Après la mort de Mao en 1976, la revue change de cap et prend fait et cause pour les États-Unis. L’auteur publie une tribune dans Le Monde pour fustiger non seulement le maoïsme mais aussi le marxisme.

En 1982, il fonde une nouvelle revue, L’Infini, et se voit convié à rejoindre le comité de lecture puis à endosser le rôle de directeur de collection au sein de la vénérable maison d’édition Gallimard.

C’est avec l’œuvre romanesque Femmes (1983) que Philippe Sollers accède à la renommée. Des critiques y décèlent une "pornographie" qu’ils stigmatisent. "C’est mon chef-d’œuvre. Mon éden inégalable", réplique cet érudit de Casanova, à qui il a dédié une biographie, et auteur d’un Dictionnaire amoureux de Venise.

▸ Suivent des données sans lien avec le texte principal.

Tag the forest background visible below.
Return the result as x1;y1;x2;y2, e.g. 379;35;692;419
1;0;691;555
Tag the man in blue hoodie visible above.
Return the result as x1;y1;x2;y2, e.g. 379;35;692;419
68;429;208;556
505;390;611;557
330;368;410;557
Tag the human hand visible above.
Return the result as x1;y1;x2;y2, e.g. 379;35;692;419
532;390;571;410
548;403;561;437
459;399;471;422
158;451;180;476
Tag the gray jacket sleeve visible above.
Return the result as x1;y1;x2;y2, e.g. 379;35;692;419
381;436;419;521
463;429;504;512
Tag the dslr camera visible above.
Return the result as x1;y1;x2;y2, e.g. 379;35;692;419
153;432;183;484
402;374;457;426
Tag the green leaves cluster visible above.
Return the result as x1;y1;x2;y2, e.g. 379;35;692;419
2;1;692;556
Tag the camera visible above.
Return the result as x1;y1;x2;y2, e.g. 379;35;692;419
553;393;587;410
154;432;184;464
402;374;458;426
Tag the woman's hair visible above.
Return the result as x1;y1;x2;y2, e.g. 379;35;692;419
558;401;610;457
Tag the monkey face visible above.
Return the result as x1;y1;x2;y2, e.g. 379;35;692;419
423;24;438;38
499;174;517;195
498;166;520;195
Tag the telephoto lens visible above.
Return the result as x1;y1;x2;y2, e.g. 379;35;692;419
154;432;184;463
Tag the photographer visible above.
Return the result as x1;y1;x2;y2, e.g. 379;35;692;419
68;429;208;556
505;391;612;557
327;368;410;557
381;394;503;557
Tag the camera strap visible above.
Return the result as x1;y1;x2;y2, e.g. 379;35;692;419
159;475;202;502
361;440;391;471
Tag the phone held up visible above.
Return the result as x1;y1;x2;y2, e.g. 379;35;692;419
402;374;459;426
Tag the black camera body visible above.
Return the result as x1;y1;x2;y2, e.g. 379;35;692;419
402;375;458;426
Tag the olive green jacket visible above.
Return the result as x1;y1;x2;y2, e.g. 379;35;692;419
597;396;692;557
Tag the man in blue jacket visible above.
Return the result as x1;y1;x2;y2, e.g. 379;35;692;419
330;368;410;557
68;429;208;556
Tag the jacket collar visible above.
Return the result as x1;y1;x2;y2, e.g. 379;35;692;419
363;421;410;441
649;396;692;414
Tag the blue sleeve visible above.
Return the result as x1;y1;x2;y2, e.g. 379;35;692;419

Uni en 1967 à la psychanalyste Julia Kristeva, avec qui il a eu un fils, David, il voue un "amour fou" à l’écrivaine belge Dominique Rolin, de 23 ans son aînée. Leur échange épistolaire s’étendant sur un demi-siècle a été publié en 2017 et 2018. Lui-même avait levé le voile sur sa double vie amoureuse en 2013 dans Portraits de femmes.

Pour ses détracteurs, il était "frivole", "mondain", "lassant" et imbu de lui-même. À la question "Si vous deviez mourir demain, que resterait-il de vous?", il rétorquait: "Une caisse de livres", ajoutant: "On s’interrogera sur la manière dont on a pu se laisser abuser par l’image d’un Sollers aussi médiatique et désinvolte, alors qu’il est en réalité un travailleur opiniâtre."

Il y va sans dire, l’empreinte indélébile de Philippe Sollers restera gravée dans les annales de la littérature française, où son nom demeurera à jamais associé aux œuvres et aux idées qui ont marqué un demi-siècle d’histoire culturelle.